This one is for product and digital design friends. Put on your nerd glasses 🤓
If you’re minimally familiar with GitHub, you know it as the de facto epicenter of open-source projects, especially on the web.
And if you think of open-source software (OSS), you probably think of development. In fact, you probably think almost only of software development. Coding.
The step before coding an idea would be, of course, design. In my industry, “design” is sometimes a shortcut when we mean “visual mockups”, but let’s keep it large: Design is when you go from an intent, to a documented way of how to accomplish it. It can be mockups, a product spec – anything you can pick up and use as the blueprint to develop a working piece of software.

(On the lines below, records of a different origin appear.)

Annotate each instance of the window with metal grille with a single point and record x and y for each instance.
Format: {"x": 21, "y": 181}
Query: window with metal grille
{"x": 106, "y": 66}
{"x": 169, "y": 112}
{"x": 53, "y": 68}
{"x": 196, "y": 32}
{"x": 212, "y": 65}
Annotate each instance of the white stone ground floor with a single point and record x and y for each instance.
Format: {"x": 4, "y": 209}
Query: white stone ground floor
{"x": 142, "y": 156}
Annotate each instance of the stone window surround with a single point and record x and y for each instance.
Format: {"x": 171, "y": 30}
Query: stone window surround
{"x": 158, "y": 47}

Right now, OSS is heavily centered around development. GitHub, as a platform that propels OSS, is pretty mature and established at this point. It has this circular effect of listening and catering to developers, cultivating their majority at the same time. The way GitHub is shaped guides and influences global collaboration practices in open-source software.

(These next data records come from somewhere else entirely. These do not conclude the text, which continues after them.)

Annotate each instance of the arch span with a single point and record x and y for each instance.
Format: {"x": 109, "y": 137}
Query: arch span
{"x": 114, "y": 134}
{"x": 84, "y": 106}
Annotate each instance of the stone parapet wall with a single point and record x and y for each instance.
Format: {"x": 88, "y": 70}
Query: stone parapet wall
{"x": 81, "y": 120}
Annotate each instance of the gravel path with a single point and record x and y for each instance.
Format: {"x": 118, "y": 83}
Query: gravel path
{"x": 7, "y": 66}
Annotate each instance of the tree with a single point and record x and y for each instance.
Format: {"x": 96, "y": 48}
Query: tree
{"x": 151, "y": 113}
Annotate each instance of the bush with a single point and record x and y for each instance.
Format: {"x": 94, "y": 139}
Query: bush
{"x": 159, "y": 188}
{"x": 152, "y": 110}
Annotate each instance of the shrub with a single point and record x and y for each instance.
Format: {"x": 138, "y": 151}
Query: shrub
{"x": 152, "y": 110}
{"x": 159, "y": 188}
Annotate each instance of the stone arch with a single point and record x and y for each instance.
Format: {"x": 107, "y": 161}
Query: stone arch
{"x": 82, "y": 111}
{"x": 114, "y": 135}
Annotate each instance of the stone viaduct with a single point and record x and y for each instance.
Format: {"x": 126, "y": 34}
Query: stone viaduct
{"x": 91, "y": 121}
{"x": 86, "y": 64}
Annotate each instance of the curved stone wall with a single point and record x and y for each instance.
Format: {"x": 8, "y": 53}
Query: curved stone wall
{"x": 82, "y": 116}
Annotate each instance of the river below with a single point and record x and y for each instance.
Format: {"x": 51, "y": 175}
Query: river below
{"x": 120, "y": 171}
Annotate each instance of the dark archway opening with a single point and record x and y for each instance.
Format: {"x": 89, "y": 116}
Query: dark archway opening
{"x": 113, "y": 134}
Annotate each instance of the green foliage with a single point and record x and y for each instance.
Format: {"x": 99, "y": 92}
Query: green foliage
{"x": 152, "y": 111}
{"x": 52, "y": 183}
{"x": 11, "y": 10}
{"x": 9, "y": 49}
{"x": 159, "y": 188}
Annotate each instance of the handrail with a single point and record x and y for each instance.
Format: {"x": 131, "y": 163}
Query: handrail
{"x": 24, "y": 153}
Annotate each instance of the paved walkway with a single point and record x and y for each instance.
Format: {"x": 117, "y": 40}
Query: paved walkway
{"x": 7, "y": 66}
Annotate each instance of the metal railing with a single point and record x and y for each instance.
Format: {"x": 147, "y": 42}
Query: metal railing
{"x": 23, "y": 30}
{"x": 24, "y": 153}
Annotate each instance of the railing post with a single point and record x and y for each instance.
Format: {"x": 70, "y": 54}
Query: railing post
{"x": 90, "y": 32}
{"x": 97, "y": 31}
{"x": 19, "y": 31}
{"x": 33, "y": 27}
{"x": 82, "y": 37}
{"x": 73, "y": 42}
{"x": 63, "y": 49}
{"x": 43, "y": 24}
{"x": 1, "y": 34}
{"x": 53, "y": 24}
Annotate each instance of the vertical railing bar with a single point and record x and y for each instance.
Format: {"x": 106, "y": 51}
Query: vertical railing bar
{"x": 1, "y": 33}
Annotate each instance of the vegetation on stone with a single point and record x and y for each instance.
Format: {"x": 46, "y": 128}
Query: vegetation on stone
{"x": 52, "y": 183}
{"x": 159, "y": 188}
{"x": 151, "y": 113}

On the design side, the situation is different. For an individual who wants to present an ongoing or a fleshed out “open” design project that lives online, either they post their design documents alone as an exercise on Dribbble/Behance, and consider them "done", or they build up a whole website to present a fleshed-out idea to the Internet, but not within a platform that facilitates the upcoming work. There’s no default structure for collaborating with fellow designers, nor with developers if they are interested in making the idea come to life.
If developers are interested, and GitHub is (likely) picked to provide the larger work structure, then all the interactions become owned by the development side by default. Design discussions become issues, big releases might become development milestones, and such.
I hope to see a better way soon. There should be a platform similar to GitHub, that fosters interacting and learning between designers on open projects. It would help build a better shared language of work between designers, as well as establish baseline standards of design-development collaboration (at community-scale, instead of team- or project-scale). Maybe that platform will be a future form of GitHub. It would make a lot of sense!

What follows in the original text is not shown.